The former head of the National Security Agency said Sunday that not only does ending the NSA’s domestic surveillance programs seems unlikely, but he images those endeavors could expand in scope during the coming years.
Former NSA chief Michael Hayden told television host Bob Schieffer of CBS’ Face the Nation over the weekend that the current program that collects the metadata of millions of American phone customers on a regular basis for the United States government could in the future perhaps be used to soak up even more statistics about US citizens.
In early June, former NSA contractor Edward Snowden leaked classified documents showing that the US government compels telecommunication companies to hand over telephony metadata — basic user records— for all customers on a routine basis. The intelligence community claims it uses that information in order to track down suspected terrorists by tracing their paths of communication, but Mr. Hayden said over the weekend that in the future those statistics could be queried for different reasons.
“But you got this metadata here,” Hayden told Schieffer. “It’s now queried under very, very narrow circumstances. If the nation suffers an attack, there are other things you could do with that metadata. There are other tools. So in that kind of an emergency, perhaps, you would go to the court and say, ‘In addition to these very limited queries we’re now allowed to do, we actually want to launch some complex algorithms against it.’”
“That’s the kind of argument that, frankly, even I could accept you might want to have an advocate there,” added Hayden, who also served as director of the Central Intelligence Agency under President George W. Bush.

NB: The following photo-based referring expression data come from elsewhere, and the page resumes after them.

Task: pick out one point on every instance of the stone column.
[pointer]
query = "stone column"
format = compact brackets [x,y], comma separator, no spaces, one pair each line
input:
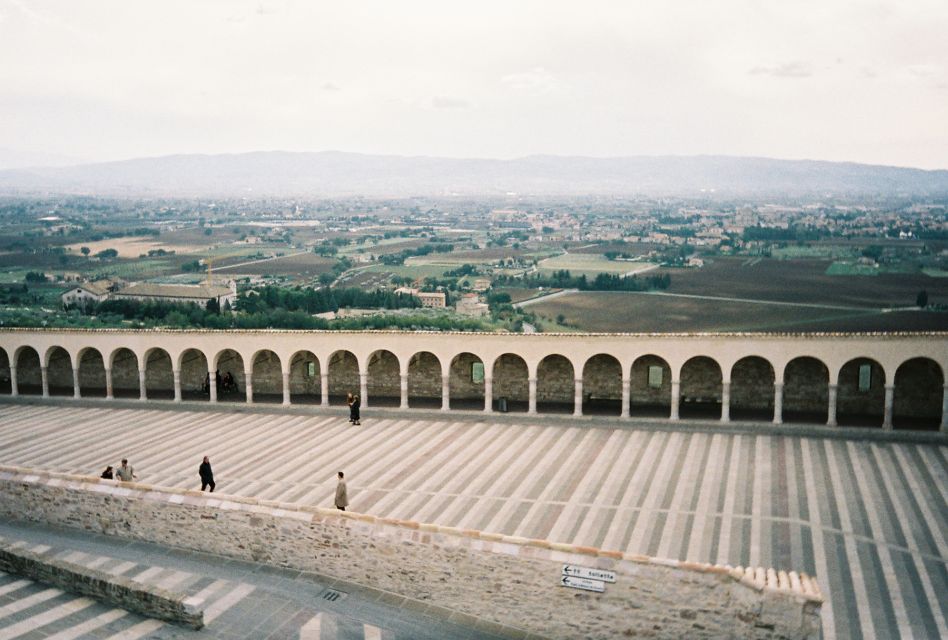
[778,403]
[676,399]
[831,417]
[889,400]
[177,384]
[445,392]
[578,397]
[944,407]
[725,402]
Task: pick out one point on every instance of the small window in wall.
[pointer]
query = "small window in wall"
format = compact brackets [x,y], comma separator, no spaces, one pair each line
[865,377]
[655,376]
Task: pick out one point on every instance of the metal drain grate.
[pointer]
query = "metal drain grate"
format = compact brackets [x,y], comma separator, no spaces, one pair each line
[333,596]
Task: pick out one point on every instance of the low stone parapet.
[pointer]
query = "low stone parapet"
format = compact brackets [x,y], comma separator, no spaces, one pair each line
[511,581]
[117,591]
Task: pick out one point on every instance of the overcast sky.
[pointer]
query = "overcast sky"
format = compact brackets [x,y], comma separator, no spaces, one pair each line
[821,79]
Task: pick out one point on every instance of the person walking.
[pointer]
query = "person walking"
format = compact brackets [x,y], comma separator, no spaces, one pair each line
[126,472]
[342,494]
[207,475]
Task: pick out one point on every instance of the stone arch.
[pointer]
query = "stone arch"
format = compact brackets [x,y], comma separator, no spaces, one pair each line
[555,384]
[230,361]
[701,379]
[343,368]
[267,376]
[193,368]
[29,376]
[6,383]
[424,380]
[91,373]
[806,390]
[752,389]
[602,385]
[384,382]
[510,383]
[59,372]
[650,387]
[919,389]
[124,365]
[159,375]
[305,378]
[466,381]
[855,405]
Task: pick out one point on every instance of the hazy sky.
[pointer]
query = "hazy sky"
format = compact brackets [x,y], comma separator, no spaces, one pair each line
[823,79]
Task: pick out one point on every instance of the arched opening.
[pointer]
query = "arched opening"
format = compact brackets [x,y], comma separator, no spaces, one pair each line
[510,383]
[805,391]
[91,374]
[194,379]
[701,380]
[556,385]
[860,399]
[6,383]
[343,376]
[159,375]
[29,375]
[125,382]
[650,387]
[383,385]
[267,376]
[602,385]
[231,379]
[305,378]
[424,381]
[752,389]
[59,372]
[466,380]
[918,395]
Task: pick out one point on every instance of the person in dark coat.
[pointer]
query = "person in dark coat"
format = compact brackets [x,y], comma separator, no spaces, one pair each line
[207,475]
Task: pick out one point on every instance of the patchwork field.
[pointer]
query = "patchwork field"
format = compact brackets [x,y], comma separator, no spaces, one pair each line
[646,312]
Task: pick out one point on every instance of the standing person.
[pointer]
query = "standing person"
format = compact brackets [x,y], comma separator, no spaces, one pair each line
[342,494]
[207,475]
[354,410]
[126,472]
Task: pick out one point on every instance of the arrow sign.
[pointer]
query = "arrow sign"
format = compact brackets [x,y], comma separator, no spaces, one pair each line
[588,573]
[583,583]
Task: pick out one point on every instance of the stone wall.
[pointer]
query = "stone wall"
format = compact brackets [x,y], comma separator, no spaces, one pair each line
[117,591]
[508,580]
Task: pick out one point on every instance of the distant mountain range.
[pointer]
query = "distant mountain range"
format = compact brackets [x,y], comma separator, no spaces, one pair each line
[334,174]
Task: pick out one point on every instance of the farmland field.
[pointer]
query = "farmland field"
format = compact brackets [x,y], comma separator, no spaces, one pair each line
[589,264]
[644,312]
[803,281]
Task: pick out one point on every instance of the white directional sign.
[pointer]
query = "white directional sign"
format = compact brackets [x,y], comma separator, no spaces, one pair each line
[587,572]
[583,583]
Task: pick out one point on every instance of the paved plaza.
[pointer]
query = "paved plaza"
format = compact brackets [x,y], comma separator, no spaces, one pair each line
[868,518]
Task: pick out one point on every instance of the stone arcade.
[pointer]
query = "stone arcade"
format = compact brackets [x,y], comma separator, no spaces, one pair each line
[891,380]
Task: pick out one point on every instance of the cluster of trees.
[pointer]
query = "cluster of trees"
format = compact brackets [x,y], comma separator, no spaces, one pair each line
[401,256]
[563,279]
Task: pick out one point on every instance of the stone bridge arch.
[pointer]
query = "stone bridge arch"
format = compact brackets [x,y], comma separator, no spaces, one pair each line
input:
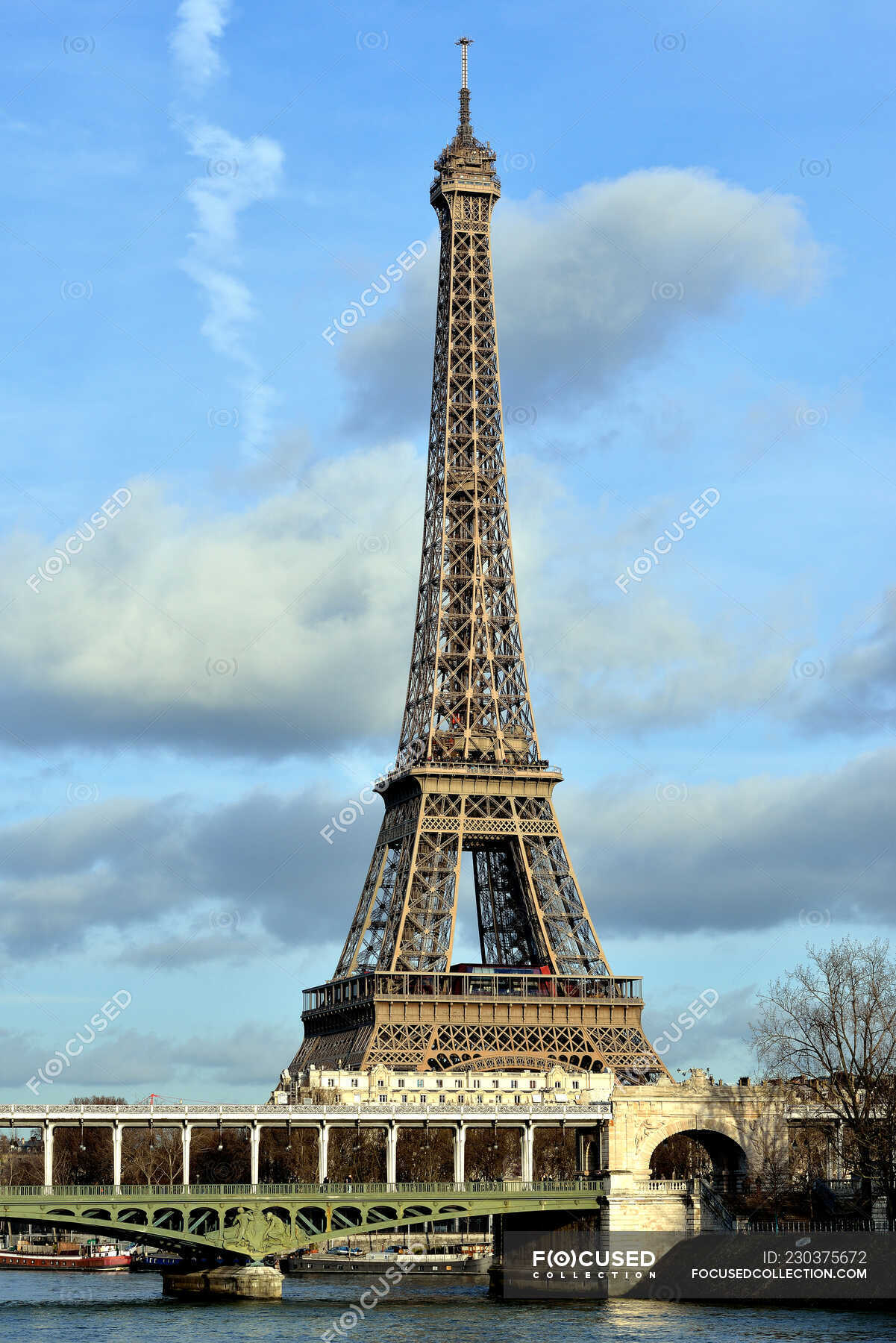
[724,1142]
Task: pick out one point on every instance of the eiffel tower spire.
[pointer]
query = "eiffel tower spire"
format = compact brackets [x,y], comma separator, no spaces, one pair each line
[469,774]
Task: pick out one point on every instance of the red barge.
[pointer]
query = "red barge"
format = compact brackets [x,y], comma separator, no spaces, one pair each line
[87,1259]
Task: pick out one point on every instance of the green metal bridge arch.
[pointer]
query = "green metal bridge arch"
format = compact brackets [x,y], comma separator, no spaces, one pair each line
[249,1222]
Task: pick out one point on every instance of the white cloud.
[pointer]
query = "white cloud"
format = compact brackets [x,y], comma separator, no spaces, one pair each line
[234,174]
[273,630]
[592,284]
[192,42]
[809,854]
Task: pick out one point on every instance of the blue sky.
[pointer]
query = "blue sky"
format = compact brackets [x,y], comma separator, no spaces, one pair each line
[695,288]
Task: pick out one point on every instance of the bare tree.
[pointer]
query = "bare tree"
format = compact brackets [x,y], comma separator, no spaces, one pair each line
[830,1027]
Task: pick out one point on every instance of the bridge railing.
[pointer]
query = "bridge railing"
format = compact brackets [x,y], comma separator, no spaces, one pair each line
[312,1190]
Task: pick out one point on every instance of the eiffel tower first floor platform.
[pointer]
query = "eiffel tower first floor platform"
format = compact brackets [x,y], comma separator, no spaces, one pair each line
[485,1021]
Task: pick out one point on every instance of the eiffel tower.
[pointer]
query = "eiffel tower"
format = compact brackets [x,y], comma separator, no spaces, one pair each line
[469,774]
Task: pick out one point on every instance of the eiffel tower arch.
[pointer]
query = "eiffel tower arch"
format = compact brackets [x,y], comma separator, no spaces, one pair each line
[469,774]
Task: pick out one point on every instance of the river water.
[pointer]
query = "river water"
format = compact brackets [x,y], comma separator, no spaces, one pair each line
[129,1309]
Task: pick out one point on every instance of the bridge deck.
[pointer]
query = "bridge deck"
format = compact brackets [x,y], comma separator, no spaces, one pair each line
[250,1222]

In that same sit-down, Mr. Hayden also suggested that President Barack Obama’s recent plans to increase transparency with regards to the administration’s use of NSA surveillance programs for counterterrorism purposes could put the country in danger, and decried the possibility of easing back on them.
“He also suggested that the oversight regime for this was already quite good,” Hayden said of Pres. Obama. “He pointed out that there have been no abuses under him or under his predecessor. But he does have this issue of confidence, this issue of transparency, so the president is trying to take some steps to make the American people more comfortable about what we’re doing. That’s going to be hard, because frankly some steps to make Americans more comfortable will make Americans less safe.”

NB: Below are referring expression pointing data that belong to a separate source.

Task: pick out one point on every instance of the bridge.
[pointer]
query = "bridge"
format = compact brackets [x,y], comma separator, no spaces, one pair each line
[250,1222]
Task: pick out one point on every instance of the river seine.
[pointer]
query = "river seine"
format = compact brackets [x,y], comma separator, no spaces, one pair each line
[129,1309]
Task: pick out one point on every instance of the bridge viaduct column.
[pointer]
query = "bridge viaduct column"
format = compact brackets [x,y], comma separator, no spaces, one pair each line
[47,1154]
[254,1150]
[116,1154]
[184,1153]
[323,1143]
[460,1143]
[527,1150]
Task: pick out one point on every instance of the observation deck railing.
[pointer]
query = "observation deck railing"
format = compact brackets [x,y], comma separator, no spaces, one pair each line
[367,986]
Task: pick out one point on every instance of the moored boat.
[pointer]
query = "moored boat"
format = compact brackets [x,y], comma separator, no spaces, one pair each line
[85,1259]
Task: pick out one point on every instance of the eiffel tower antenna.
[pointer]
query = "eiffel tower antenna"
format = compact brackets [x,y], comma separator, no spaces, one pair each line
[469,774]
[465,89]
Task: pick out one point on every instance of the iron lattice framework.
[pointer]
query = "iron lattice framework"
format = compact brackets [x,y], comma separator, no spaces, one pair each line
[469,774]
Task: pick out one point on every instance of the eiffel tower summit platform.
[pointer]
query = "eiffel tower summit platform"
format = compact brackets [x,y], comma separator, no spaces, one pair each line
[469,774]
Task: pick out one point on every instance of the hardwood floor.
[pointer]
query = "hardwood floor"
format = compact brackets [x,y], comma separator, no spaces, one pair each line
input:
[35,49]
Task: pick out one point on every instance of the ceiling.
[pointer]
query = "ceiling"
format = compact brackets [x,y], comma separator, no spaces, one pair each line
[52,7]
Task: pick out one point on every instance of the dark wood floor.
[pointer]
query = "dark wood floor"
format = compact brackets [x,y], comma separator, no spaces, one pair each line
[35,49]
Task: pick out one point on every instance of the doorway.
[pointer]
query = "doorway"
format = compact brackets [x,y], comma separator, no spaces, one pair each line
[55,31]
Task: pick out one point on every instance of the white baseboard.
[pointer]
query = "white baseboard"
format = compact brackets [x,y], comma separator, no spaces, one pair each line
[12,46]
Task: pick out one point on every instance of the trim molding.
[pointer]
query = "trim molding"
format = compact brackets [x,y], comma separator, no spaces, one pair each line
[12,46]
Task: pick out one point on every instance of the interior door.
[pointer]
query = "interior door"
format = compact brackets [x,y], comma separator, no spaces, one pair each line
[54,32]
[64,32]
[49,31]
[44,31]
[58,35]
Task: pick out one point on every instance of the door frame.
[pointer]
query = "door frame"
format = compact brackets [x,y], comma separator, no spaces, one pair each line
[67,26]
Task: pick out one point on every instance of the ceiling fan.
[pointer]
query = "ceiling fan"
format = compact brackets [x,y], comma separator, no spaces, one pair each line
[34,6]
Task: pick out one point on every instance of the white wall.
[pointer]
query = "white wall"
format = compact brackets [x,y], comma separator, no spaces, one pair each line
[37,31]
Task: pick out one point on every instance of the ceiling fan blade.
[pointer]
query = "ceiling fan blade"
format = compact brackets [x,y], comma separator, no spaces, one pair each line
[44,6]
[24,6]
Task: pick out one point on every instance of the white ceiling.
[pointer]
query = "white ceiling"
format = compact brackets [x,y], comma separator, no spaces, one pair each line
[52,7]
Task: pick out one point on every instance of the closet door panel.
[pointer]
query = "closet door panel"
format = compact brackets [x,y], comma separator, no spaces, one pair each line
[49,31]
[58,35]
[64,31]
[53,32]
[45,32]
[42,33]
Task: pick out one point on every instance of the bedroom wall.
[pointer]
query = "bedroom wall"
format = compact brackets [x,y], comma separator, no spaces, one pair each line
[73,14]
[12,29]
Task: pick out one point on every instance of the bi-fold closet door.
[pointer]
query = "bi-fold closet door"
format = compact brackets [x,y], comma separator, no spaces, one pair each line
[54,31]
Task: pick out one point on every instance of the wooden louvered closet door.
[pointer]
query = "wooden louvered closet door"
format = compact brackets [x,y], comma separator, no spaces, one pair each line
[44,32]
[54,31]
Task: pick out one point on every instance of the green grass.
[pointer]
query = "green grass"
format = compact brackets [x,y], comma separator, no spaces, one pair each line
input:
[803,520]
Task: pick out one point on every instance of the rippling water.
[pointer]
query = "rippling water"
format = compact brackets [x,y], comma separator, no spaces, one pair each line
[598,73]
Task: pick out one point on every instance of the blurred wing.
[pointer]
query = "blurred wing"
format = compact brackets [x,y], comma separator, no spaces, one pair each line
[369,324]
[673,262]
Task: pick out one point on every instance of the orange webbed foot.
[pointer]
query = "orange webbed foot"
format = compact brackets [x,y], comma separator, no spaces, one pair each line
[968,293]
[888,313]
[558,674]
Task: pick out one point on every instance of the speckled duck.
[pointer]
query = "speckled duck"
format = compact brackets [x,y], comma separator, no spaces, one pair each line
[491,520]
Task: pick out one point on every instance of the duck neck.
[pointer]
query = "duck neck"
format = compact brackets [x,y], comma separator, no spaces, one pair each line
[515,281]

“[I]f you look at the commentary on this, folks from the so-called left are a bit uneasy,” Hayden added. “They don’t want a little more transparency with regard to the metadata program — they want the program stopped.” “I don’t think it will be,” he said.

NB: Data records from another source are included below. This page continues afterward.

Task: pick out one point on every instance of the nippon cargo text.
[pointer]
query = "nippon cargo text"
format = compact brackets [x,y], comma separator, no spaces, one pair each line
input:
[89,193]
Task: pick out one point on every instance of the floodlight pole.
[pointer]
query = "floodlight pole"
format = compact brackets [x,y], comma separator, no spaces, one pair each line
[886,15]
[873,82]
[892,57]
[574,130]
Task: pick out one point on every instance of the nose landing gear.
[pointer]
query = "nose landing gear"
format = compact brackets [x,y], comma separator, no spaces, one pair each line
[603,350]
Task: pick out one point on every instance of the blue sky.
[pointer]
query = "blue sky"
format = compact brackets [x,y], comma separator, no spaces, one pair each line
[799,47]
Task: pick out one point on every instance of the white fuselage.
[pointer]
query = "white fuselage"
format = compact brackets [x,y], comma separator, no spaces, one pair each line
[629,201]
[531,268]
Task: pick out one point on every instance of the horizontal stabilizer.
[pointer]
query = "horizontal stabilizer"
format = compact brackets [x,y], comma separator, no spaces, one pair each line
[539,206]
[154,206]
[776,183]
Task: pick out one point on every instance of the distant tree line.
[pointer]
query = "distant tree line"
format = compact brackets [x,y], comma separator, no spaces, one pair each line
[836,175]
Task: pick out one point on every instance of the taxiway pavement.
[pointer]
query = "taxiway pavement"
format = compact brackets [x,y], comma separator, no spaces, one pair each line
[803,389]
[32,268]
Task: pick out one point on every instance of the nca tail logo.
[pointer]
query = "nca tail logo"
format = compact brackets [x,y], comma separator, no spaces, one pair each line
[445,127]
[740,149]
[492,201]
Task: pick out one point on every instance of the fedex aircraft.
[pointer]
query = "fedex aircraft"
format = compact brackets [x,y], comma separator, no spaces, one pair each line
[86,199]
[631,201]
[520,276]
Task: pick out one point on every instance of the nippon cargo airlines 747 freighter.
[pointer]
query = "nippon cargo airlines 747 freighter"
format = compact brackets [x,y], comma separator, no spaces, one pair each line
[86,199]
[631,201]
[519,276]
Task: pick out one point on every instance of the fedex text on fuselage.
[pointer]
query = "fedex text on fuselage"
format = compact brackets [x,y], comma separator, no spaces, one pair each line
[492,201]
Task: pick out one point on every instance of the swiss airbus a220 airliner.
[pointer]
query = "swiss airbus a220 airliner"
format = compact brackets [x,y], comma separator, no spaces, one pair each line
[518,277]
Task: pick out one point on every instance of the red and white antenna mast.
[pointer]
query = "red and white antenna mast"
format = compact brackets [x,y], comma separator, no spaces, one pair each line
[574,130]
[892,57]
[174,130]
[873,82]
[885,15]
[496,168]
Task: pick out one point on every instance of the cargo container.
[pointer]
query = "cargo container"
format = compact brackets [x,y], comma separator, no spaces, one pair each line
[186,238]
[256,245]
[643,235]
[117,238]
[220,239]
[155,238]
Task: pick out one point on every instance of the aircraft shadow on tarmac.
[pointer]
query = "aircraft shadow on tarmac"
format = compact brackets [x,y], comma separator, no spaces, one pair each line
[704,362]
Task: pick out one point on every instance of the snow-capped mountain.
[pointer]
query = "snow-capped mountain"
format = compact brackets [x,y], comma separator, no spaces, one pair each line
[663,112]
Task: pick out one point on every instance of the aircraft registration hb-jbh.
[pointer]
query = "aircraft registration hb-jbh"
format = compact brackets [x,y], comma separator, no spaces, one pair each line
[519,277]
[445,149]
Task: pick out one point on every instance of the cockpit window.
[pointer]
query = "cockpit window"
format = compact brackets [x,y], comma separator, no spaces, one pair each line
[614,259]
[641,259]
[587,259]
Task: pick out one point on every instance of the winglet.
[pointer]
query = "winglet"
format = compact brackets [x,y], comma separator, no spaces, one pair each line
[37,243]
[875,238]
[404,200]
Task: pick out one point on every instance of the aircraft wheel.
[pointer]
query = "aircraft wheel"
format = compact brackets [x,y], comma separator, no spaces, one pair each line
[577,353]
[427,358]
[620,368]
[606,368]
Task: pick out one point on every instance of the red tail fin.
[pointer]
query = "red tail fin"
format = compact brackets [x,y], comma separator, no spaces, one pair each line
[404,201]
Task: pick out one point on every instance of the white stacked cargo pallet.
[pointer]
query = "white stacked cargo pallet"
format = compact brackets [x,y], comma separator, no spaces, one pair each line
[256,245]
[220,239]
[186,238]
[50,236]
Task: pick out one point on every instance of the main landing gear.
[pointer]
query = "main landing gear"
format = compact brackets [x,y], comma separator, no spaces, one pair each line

Barely one month after the Guardian first published leaked NSA documents attributed to Mr. Snowden, Reps. Justin Amash (R-Michigan) John Conyers (D-Michigan) came a mere 12 votes short of having an amendment passed that would have forced the agency to stop collecting metadata for millions of Americans daily.
“Instead of taking a measure of defeat from what happened in the Amash-Conyers amendment, you should be inspired by that,” Kade Crockford of the ACLU of Massachusetts’ Technology for Liberty Project told RT earlier this month at the DefCon security conference, “because we came damn close to really putting a dent in one of the most powerful organizations in the history of the world: the US military and their surveillance program.”
Shortly after the Amash-Conyers amendment failed, Pres. Obama announced on Friday that he’s advocating for reforming the NSA’s surveillance programs.